FARMINGTON — More work and more money are needed to complete a commercial community kitchen and two walk-in storage coolers at the Grange hall but the end is in sight, a Grange official said.

What Grange members hope will help move the project forward is a building bee being held Saturday at the Grange on Bridge Street in Farmington. Work crews will start at 8 a.m. and then break for a potluck lunch at 1 p.m. Volunteers can come for as long as they wish, Grange spokesman Richard Marble.

He said if possible, volunteers should bring screw guns, drywall taping tools to finish some framing as well as hanging/taping drywall, and something to share for lunch.

“If you want to bring and share your favorite dish with the workers, if you want to learn how to hang Sheetrock, if you want to spend a Saturday with wonderful folks from the area, this is the place to be,” Marble said in a news release.

Two earlier buildings bees were held last summer and dozens of community members and their families worked alongside Grange members to start the renovations. Work has continued over the winter, Marble said Tuesday.

The building is used for community events and by several local agricultural ventures. The Winter Farmington Farmers Market is open every Saturday from 9 a.m. to noon, and the online Western Maine Market and the Farmington Food Co-Op both use the building as a food distribution point.

To date, the improvements have been extensive. The basement has been stripped and spray foam insulation applied to the outside walls; the walk-in coolers were framed and new walls put up in the commercial kitchen area; blown-in insulation was used upstairs; and the air leaks in the old attic were plugged.

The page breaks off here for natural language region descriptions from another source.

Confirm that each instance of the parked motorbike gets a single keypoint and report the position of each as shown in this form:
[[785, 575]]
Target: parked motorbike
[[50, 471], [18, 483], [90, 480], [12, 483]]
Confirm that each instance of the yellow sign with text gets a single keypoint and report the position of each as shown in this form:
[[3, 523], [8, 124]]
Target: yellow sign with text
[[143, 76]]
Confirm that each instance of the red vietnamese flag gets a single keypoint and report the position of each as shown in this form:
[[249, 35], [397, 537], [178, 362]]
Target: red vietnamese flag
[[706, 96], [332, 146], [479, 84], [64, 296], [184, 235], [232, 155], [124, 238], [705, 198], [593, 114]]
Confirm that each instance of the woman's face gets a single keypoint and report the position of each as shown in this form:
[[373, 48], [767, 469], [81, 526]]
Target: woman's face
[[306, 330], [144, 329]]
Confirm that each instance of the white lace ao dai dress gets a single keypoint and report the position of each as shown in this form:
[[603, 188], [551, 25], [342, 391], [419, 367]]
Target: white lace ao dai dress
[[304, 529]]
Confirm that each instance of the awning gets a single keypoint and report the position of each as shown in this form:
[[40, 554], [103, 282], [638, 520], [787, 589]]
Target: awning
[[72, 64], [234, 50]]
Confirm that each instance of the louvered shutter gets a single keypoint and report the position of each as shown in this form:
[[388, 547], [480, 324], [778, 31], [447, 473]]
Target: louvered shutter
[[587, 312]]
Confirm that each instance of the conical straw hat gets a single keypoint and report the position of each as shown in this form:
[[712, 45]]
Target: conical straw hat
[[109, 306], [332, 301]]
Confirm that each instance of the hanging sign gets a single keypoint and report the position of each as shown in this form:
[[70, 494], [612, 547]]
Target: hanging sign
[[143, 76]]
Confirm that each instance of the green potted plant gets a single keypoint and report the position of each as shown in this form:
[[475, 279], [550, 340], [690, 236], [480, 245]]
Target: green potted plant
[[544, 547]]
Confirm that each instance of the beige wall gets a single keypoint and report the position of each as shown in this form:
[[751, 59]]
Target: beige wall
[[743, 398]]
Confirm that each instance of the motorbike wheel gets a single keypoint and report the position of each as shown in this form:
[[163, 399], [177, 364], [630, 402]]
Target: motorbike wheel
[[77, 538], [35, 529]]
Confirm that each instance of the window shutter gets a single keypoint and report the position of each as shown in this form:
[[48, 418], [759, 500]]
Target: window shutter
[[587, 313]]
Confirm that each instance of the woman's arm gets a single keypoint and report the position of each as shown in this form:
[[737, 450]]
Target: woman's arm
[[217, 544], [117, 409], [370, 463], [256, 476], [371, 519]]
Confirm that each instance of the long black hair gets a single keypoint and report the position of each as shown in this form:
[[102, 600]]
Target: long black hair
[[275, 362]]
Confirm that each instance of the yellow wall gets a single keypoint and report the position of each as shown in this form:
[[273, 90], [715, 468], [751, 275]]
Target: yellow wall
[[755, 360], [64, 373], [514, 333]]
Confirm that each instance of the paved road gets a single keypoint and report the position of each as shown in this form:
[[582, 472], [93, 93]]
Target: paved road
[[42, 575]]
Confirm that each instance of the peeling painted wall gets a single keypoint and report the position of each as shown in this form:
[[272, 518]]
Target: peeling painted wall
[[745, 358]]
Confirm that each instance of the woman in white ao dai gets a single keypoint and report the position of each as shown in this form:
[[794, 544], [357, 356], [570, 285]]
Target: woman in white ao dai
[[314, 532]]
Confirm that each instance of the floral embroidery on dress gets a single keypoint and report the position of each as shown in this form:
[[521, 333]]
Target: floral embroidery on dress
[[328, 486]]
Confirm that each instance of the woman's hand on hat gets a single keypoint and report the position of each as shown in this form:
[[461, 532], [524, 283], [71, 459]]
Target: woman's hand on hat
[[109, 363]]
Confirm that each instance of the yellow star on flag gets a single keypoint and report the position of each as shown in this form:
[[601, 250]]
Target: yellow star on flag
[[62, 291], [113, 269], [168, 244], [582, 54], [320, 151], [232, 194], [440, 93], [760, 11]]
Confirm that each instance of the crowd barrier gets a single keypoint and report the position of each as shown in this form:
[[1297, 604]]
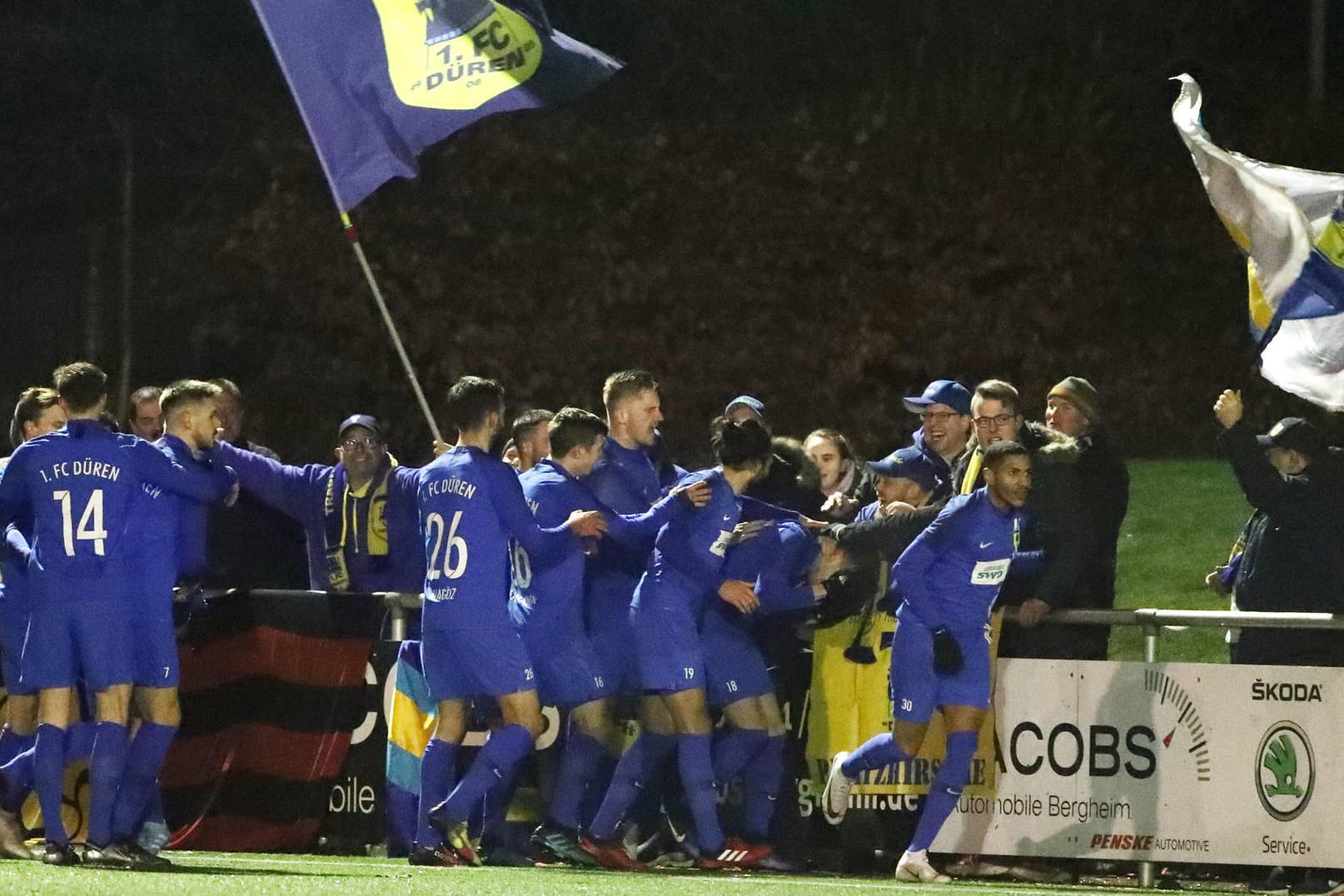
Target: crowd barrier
[[1144, 762]]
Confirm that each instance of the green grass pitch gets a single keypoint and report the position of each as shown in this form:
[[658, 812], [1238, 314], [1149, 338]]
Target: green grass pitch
[[229, 874], [1183, 517]]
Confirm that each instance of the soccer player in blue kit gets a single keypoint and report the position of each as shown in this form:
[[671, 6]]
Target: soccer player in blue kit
[[78, 484], [547, 606], [470, 504], [788, 569], [37, 414], [949, 578], [685, 570], [626, 479], [171, 534]]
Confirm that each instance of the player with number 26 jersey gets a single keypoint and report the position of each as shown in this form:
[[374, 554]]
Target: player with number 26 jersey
[[470, 504]]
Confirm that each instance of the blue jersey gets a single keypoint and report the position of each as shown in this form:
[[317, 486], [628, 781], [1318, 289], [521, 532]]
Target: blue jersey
[[470, 504], [687, 563], [628, 481], [776, 560], [80, 484], [952, 573], [551, 598], [171, 527]]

The whole building has been rewired; two energy-efficient wood pellet stoves have been installed upstairs; and removable insulating plastic inserts were made and installed in each window.

The weatherization improvements have made a huge difference, Marble said.

“With those two pellet stoves, we can keep the hall at 45 degrees during the week when it is not being used and it is only costing us $8 a week. It is now so inexpensive to heat that building compared to what we were spending,” Marble said.

To address a portion of the foundation that was failing, students from the Maine School of Masonry in Phillips volunteered to repair a 16-foot long section at the front of the building last fall, he said.

And a persistent underground water drainage problem on the west side of the 19th century hall was addressed with the help of E.L. Vining & Son and Taylor Made Homes. Marble said both construction firms assisted by digging a trench and installing a “curtain drain,” a perforated pipe covered with gravel that acts like an underground gutter.

Next, the plumbing is being done in the commercial kitchen and Marble anticipates it will be ready for state inspection this spring.

“We have done an awful lot this past year,” he said.

They already have a used, six-burner stove and range, a three-bay sink, a 20-quart mixer in need of some repair and a water heater for the kitchen. They are in need of a used pizza/convection oven, commercial sized pots, and additional utensils.

The Grange Commercial Community Kitchen will be used by people in the community to process food grown in the area and by farmers and others interested in developing products for sale. The goal is also to use the Grange as a distribution center for shipping local agricultural products out of the area.

Work has been funded with a grant from the Sandy River Charitable Trust, funds generated by the town of Farmington’s tax-increment financing program and donations. But now that the donations have been expended, more funds are being sought, Marble said.